In my overview of ethics and Exodus, you may have noticed I didn’t talk about one central idea: freedom! Well, the Jewish conception of freedom deserves its very own presentation.
In Judaism freedom has many layers. The term for free people is b’nai chorin; a free person might be a bat chorin or a ben chorin. One of the first blessings we say in the morning expresses gratitude to God she-asani bat chorin or she-asani ben chorin, for making me a free person.
Obviously from the story of Yetziat Mitzrayim, freedom means not being subject to a tyranny or tyrant, and not being forced to work without earning a fair share of the fruits of one’s labor. Flipping that around, we have a positive obligation to do what’s in our power to increase political freedom and eliminate economic exploitation. Whether that’s in how we vote or how we treat people we pay to work for us, or in more continual or large-scale civic action.

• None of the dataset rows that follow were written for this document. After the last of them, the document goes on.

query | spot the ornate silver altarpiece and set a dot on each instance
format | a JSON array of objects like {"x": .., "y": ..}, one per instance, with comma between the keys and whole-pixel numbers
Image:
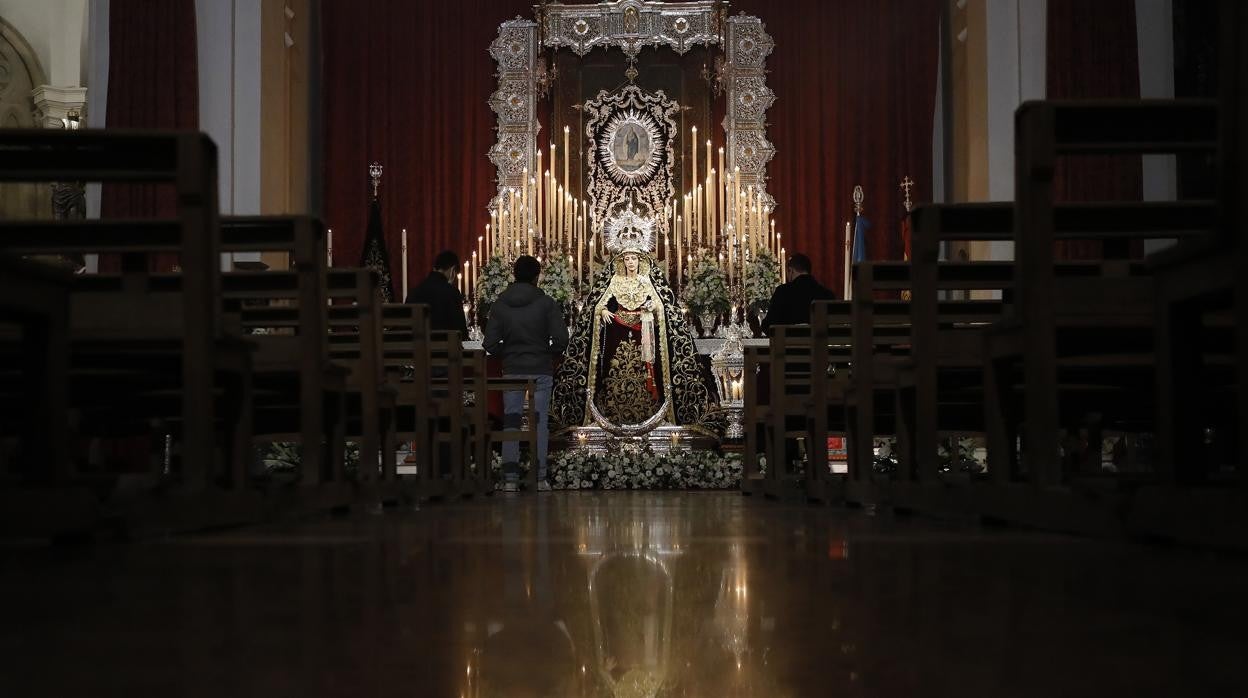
[{"x": 630, "y": 26}]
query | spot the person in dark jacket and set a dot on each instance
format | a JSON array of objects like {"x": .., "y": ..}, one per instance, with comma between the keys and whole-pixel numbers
[
  {"x": 446, "y": 302},
  {"x": 526, "y": 329},
  {"x": 790, "y": 304}
]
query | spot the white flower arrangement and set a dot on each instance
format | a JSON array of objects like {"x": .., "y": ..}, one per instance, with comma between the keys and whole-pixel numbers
[
  {"x": 557, "y": 280},
  {"x": 706, "y": 290},
  {"x": 496, "y": 275},
  {"x": 644, "y": 470},
  {"x": 281, "y": 456},
  {"x": 761, "y": 277}
]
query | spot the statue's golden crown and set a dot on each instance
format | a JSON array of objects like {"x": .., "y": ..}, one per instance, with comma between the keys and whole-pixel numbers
[{"x": 627, "y": 231}]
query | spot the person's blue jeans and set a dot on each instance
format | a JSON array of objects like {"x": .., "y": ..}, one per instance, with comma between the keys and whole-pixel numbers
[{"x": 513, "y": 411}]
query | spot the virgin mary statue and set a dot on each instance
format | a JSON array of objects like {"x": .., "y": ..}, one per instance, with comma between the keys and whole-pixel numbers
[{"x": 630, "y": 362}]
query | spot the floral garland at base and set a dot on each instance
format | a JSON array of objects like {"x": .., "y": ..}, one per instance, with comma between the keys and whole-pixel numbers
[{"x": 637, "y": 468}]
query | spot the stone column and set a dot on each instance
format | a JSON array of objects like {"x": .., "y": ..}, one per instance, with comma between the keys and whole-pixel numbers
[{"x": 54, "y": 105}]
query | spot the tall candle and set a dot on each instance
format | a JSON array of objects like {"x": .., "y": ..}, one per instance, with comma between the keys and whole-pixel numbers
[
  {"x": 711, "y": 207},
  {"x": 846, "y": 259},
  {"x": 692, "y": 216},
  {"x": 524, "y": 199},
  {"x": 537, "y": 197},
  {"x": 736, "y": 197},
  {"x": 706, "y": 199},
  {"x": 679, "y": 246},
  {"x": 403, "y": 251},
  {"x": 723, "y": 190}
]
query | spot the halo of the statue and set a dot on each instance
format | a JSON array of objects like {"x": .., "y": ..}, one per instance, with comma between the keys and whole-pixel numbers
[
  {"x": 693, "y": 401},
  {"x": 630, "y": 430}
]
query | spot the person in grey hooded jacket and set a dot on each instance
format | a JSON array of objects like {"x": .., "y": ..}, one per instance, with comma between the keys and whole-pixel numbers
[{"x": 526, "y": 329}]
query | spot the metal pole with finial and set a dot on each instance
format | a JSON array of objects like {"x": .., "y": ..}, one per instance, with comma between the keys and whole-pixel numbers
[
  {"x": 375, "y": 174},
  {"x": 906, "y": 185},
  {"x": 859, "y": 196}
]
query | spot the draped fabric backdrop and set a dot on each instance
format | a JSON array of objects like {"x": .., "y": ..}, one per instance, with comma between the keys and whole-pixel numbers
[
  {"x": 407, "y": 84},
  {"x": 1093, "y": 54},
  {"x": 152, "y": 84}
]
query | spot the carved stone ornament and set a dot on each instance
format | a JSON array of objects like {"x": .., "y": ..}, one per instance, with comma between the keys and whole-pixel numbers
[
  {"x": 632, "y": 25},
  {"x": 632, "y": 151}
]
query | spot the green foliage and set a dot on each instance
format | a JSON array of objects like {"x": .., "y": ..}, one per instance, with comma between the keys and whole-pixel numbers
[
  {"x": 644, "y": 470},
  {"x": 706, "y": 290},
  {"x": 761, "y": 277},
  {"x": 557, "y": 280},
  {"x": 496, "y": 275}
]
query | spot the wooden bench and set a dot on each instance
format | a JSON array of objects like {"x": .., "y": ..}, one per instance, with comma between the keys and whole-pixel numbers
[{"x": 1046, "y": 130}]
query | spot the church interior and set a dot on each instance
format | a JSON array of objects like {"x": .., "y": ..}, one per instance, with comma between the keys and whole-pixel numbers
[{"x": 623, "y": 347}]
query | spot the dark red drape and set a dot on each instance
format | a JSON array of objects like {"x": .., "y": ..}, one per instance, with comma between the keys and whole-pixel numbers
[
  {"x": 1093, "y": 54},
  {"x": 407, "y": 84},
  {"x": 855, "y": 100},
  {"x": 152, "y": 84}
]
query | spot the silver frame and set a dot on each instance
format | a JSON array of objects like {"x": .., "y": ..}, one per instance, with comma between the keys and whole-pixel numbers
[{"x": 632, "y": 25}]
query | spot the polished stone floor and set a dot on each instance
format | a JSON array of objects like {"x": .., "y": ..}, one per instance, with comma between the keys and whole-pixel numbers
[{"x": 622, "y": 594}]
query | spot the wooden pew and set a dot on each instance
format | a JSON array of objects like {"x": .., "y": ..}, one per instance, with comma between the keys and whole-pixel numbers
[
  {"x": 408, "y": 367},
  {"x": 528, "y": 431},
  {"x": 139, "y": 356},
  {"x": 1193, "y": 501},
  {"x": 356, "y": 320},
  {"x": 295, "y": 377},
  {"x": 788, "y": 406},
  {"x": 187, "y": 160},
  {"x": 880, "y": 342},
  {"x": 34, "y": 297},
  {"x": 755, "y": 416},
  {"x": 446, "y": 357},
  {"x": 479, "y": 478},
  {"x": 831, "y": 326},
  {"x": 1045, "y": 131}
]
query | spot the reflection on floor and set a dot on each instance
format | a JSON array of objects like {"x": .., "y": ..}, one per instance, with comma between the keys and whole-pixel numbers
[{"x": 622, "y": 594}]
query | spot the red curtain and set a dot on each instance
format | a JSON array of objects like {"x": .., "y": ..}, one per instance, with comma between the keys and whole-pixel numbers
[
  {"x": 1093, "y": 54},
  {"x": 407, "y": 84},
  {"x": 855, "y": 99},
  {"x": 152, "y": 84}
]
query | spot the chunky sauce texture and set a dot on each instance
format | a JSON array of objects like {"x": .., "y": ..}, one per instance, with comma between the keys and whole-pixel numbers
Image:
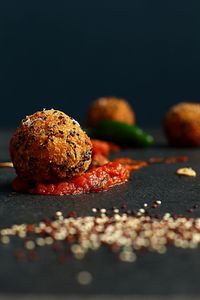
[{"x": 101, "y": 175}]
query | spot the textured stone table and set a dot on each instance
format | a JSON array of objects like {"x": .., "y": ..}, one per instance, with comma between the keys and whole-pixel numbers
[{"x": 175, "y": 273}]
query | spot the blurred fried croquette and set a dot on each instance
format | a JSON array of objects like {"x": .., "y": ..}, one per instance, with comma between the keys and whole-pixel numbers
[
  {"x": 110, "y": 108},
  {"x": 182, "y": 124},
  {"x": 50, "y": 146}
]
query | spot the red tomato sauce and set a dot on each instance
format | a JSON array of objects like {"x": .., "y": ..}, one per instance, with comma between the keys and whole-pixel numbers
[
  {"x": 102, "y": 174},
  {"x": 95, "y": 180}
]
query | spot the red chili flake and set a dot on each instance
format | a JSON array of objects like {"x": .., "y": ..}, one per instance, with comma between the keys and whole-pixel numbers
[
  {"x": 33, "y": 255},
  {"x": 72, "y": 214},
  {"x": 20, "y": 255},
  {"x": 123, "y": 206},
  {"x": 62, "y": 258}
]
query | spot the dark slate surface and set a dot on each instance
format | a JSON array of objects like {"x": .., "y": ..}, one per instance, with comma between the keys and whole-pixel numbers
[{"x": 176, "y": 272}]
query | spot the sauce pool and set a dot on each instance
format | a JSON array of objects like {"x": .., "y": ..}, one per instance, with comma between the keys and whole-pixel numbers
[{"x": 95, "y": 180}]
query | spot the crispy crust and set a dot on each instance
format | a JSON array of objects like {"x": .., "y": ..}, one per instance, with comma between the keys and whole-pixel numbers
[
  {"x": 110, "y": 108},
  {"x": 182, "y": 124},
  {"x": 50, "y": 146}
]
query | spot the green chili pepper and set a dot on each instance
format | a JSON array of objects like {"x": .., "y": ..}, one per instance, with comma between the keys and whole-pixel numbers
[{"x": 121, "y": 133}]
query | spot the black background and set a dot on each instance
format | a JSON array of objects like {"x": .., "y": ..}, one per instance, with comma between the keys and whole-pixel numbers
[{"x": 63, "y": 54}]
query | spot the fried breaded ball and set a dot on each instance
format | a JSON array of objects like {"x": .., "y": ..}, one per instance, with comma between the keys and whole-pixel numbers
[
  {"x": 50, "y": 146},
  {"x": 110, "y": 108},
  {"x": 182, "y": 124}
]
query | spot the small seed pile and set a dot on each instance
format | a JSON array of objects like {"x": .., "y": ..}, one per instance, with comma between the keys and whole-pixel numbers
[{"x": 123, "y": 231}]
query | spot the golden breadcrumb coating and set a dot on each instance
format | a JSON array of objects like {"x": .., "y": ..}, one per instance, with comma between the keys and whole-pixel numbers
[
  {"x": 49, "y": 145},
  {"x": 110, "y": 108},
  {"x": 182, "y": 124}
]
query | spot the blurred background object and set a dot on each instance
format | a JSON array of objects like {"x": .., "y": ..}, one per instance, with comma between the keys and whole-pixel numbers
[{"x": 65, "y": 54}]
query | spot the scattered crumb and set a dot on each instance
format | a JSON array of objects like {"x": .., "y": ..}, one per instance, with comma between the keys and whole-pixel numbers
[{"x": 186, "y": 172}]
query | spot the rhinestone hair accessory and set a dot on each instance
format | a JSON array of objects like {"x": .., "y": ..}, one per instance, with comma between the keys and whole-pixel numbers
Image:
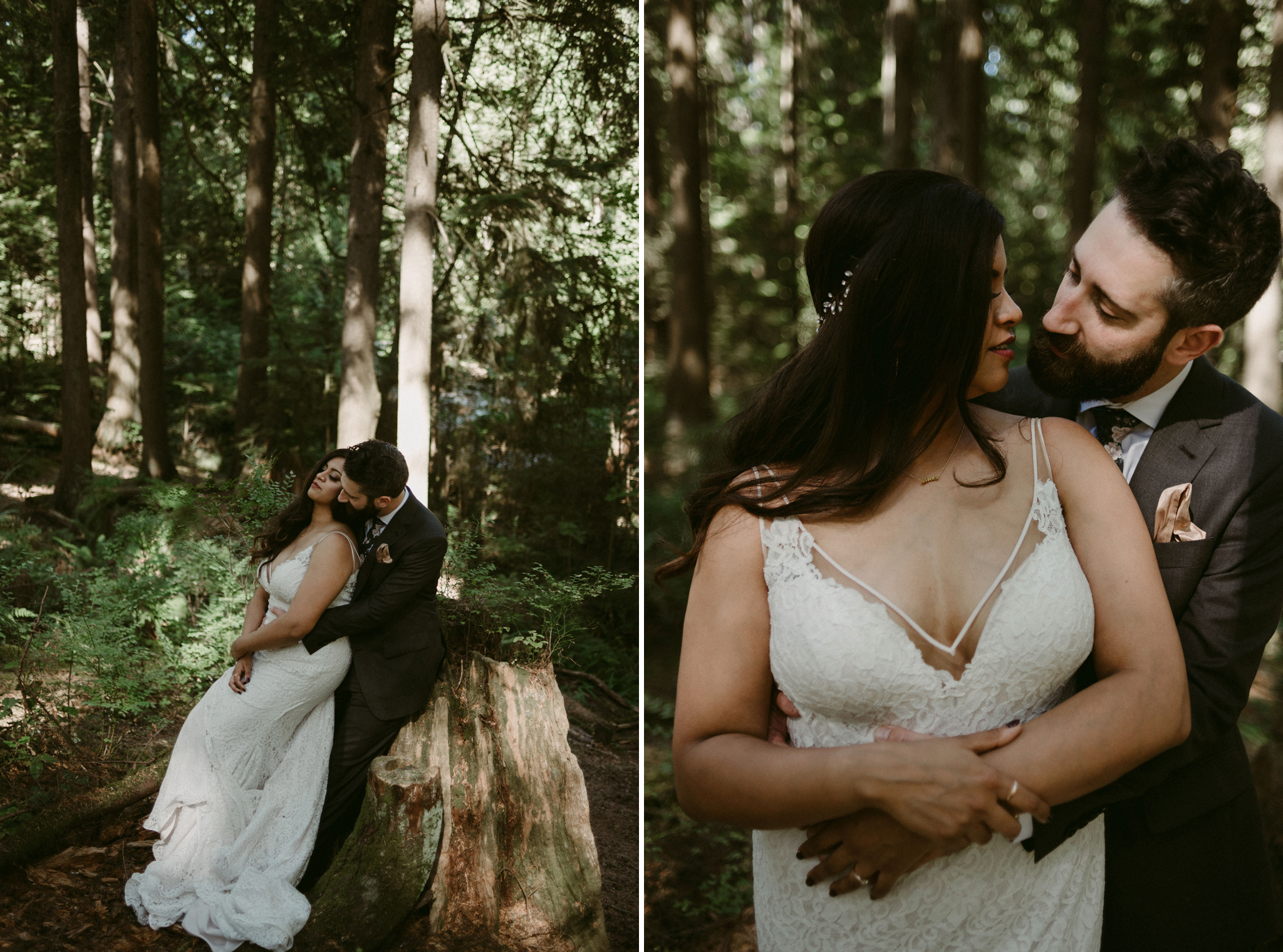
[{"x": 834, "y": 301}]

When the rabbis of the early Talmud were discussing how to tell the Exodus story at the Pesach Seder, there was a disagreement about the exact arc -- the beginning and the climax of the story. The sage Shmuel said that the story begins with “We were slaves to Pharaoh in Mitzrayim”, Avadim hayinu l'Phar'oh b'Mitzrayim -- suggesting that the story is fundamentally about political and economic oppression, and the Exodus achievement is crossing the sea into freedom. Rav said that the story begins with our idol-worshipping ancestors long before even Egypt, and that the real transformation in the story is arriving at Mt. Sinai. There, away from Pharaoh, we were given the freedom to accept the Torah and the Divine covenant. Rav’s concept of freedom includes the ability to choose a covenant to be bound by.
The debate between Rav and Shmuel foreshadows a distinction made by the modern Jewish political philosopher Isaiah Berlin between negative freedom and positive freedom. Negative freedom is freedom from unjust constraints. Positive freedom is freedom for. The choices a free person has the ability to make ought to be good choices, directed at a higher good and guided by Torah. The Exodus story is obviously about both. The demand Moshe brings to Pharaoh from the Divine is not just “Let My people go”, but “Let My people go that they may serve me" Shalach et ami v'ya'avduni.
The freedom at Mt. Sinai involves trading a surface freedom for the ability to choose wise guidelines and commitments to live by. Being able to make a covenant and bind ourselves to it is part of the Jewish concept of freedom.
Sometimes what gets in the way of our positive freedom isn’t force from the outside, but forces on our inside. In fact all the way back at the beginning of the Torah, in the Garden of Eden, the first woman exemplifies for us the nature and operation of freedom as she weights the fruit she has heard she may not eat, but which the snake says will bring her godlike powers. The Torah describes her moment of deliberation, as she sees that the fruit is good to eat, exciting to the eyes, and fascinating to contemplate. In that moment, she is free to assess the outside authority of God and the snake, her relationship to her husband – all of that coming from the outside -- and the superficial and deeper dimensions of the fruit, the present and the possible future that might flow to her if she eats – these are on the inside.
Being free means using our capacity to assess authority when authority gives us both rules and the space to follow or question. It means sorting out our perceptions and judgments, noticing what is on the surface which might appeal to our desires in the moment, and what might be deeper implications or consequences.
Being b’nai chorin, free people, means bringing more decisions into this kind of awareness. It means cultivating that in others whether as educators or parents or friends, and creating spaces for others to act with that kind of freedom. And not ourselves being arbitrary authorities or exerting emotional force or manipulative words to push someone away from their freedom.
That’s why to me there is a connection between the first of the Ten Commandments and the first rule in the law code that immediately follows. The First Commandment doesn’t sound like a commandment – “I am Adonai Your God who brought you out of the land of Mitzrayim, out of the house of slaves.” The first law is about possessing and freeing a household slave after six years. I don’t think it’s really a permission to own slaves. On the contrary, it’s a recognition that each of us at some point finds ourselves exerting coercive power over someone else, in one way or another. We have a responsibility not only to relinquish that, but to bring a person who is not free enough toward their own positive freedom.